L’art. 2052 del Codice Civile così recita: “Il proprietario di un animale o chi se ne serve per il tempo in cui lo ha in uso, è responsabile dei danni cagionati dall’animale, sia che fosse sotto la sua custodia, sia che fosse smarrito o fuggito salvo che provi il caso fortuito”.
Per il Supremo Collegio questo articolo che prevede una presunzione di responsabilità non si applicherebbe al caso del cinghiale finito contro un’automobile. Vediamo perché…
Per consolidata giurisprudenza: “il danno cagionato dalla fauna selvatica, che ai sensi della L.27 dicembre 1977, n. 968, appartiene alla categoria dei beni patrimoniali indisponibili dello Stato, non è risarcibile in base alla presunzione stabilita nell’art. 2052 c.c. (05/24895), inapplicabile con riguardo alla selvaggina, il cui stato di libertà è incompatibile con un qualsiasi obbligo di custodia da parte della P.A., ma solamente alla stregua dei principi generali della responsabilità extracontrattuale di cui all’art. 2043 c.c., anche in tema di onere della prova, e perciò richiede l’individuazione di un concreto comportamento colposo ascrivibile all’ente pubblico (06/7080; 03/10008; 00/1638)
Il caso in commento riguarda lo scontro tra un’automobile e un cinghiale avvenuto su una strada provinciale umbra.
L’automobile aveva riportato danni preventivati in € 4.000,00 circa, mentre il cinghiale dopo lo scontro si era dileguato e quindi non era dato sapere i danni dallo stesso riportati.
Il proprietario del veicolo citava in giudizio la Regione Umbria davanti al Giudice di Pace competente.
La scelta di citare la Regione, sebbene il sinistro fosse avvenuto su strada provinciale, veniva giustificata da una generalizzata tendenza della giurisprudenza di merito ad addossare alle regioni la responsabilità per i danni di questo tipo. Ad ogni modo, il giudice accoglieva la domanda del proprietario del veicolo danneggiato. Il Tribunale, in appello, assolveva invece la Regione.
Si finisce così in Cassazione.
Con sent. n 5202 del 04 marzo 2010 la Suprema Corte di Cassazione ha deciso che “in tema di responsabilità extracontrattuale il danno cagionato dalla fauna selvatica ai veicoli in circolazione non è risarcibile in base alla presunzione stabilita dall’art. 2052c.c., inapplicabile alla selvaggina, il cui stato di libertà è incompatibile con un qualsiasi obbligo di custodia da parte della P.A., ma soltanto alla stregua dei principi generali sanciti dall’art. 2043 c.c., e tanto anche in tema di onere della prova con la conseguente necessaria individuazione di un concreto comportamento colposo ascrivibile all’ente pubblico.

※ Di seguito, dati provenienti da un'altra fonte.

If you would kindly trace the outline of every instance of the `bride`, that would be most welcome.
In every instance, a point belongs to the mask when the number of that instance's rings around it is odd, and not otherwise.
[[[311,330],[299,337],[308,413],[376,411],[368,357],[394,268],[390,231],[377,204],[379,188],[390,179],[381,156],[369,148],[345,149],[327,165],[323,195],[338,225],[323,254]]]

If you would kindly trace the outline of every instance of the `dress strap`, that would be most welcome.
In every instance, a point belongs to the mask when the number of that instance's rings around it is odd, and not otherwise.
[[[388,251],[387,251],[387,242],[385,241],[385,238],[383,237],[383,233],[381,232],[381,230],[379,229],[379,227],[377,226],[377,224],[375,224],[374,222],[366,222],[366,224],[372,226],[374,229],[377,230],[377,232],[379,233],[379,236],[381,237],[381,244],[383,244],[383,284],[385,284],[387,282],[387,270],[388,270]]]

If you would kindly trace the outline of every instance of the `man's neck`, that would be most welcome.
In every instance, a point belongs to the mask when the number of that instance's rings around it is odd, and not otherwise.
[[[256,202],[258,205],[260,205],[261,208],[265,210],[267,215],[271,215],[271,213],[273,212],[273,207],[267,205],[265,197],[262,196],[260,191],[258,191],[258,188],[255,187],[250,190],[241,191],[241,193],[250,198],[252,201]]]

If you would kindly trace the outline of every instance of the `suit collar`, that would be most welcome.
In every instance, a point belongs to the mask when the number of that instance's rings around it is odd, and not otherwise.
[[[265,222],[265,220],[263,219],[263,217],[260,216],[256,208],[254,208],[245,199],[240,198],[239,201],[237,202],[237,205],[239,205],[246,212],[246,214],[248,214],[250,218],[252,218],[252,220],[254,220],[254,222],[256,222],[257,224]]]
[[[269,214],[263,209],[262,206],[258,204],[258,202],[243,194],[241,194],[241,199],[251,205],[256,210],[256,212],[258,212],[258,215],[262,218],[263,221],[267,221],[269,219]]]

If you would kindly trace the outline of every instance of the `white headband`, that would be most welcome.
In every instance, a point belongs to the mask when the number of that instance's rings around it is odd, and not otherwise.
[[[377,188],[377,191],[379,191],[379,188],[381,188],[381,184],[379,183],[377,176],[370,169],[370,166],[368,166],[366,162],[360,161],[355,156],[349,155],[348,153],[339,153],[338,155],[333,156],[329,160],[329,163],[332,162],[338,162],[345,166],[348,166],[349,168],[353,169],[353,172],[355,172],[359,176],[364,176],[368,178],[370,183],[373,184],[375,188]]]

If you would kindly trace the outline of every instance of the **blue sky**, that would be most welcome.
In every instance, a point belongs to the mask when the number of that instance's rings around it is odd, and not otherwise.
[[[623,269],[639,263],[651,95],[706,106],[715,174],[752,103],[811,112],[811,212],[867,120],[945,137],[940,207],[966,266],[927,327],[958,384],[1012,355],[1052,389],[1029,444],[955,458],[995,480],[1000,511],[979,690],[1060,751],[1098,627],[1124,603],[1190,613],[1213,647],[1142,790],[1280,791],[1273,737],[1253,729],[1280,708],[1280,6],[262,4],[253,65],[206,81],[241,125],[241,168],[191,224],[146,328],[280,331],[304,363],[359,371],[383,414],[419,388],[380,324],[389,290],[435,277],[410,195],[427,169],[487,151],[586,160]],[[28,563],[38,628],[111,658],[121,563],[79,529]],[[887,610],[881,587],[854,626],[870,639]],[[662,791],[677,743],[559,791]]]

Ciò detto, certo che nella specie il giudice di appello, con un accertamento di fatto insindacabile in questa sede, ha escluso che la attrice L. abbia dato la prova che la Regione ha posto in essere una condotta causativa del danno patito dalla stessa attrice (certo essendo, da un lato, che non era stata fornita alcuna prova dell’eccessivo incremento e ripopolamento di animali selvatici imputabile alla Regione, dall’altro, che la Regione, non essendo l’ente preposto alla gestione della strada sulla quale si è verificato l’incidente non aveva alcun obbligo di apporre segnaletica idonea a indicare una situazione di pericolo per la sicurezza della circolazione; che giusta la stessa prospettazione dell’attrice l’incidente si sarebbe verificato anche in presenza di adeguata segnalazione: certo essendo che il cinghiale aveva attraverso la strada secondo gli stessi assunti dell’attrice repentinamente e inaspettatamente), è palese che correttamente il tribunale ha rigettato la domanda risarcitoria proposta dalla L.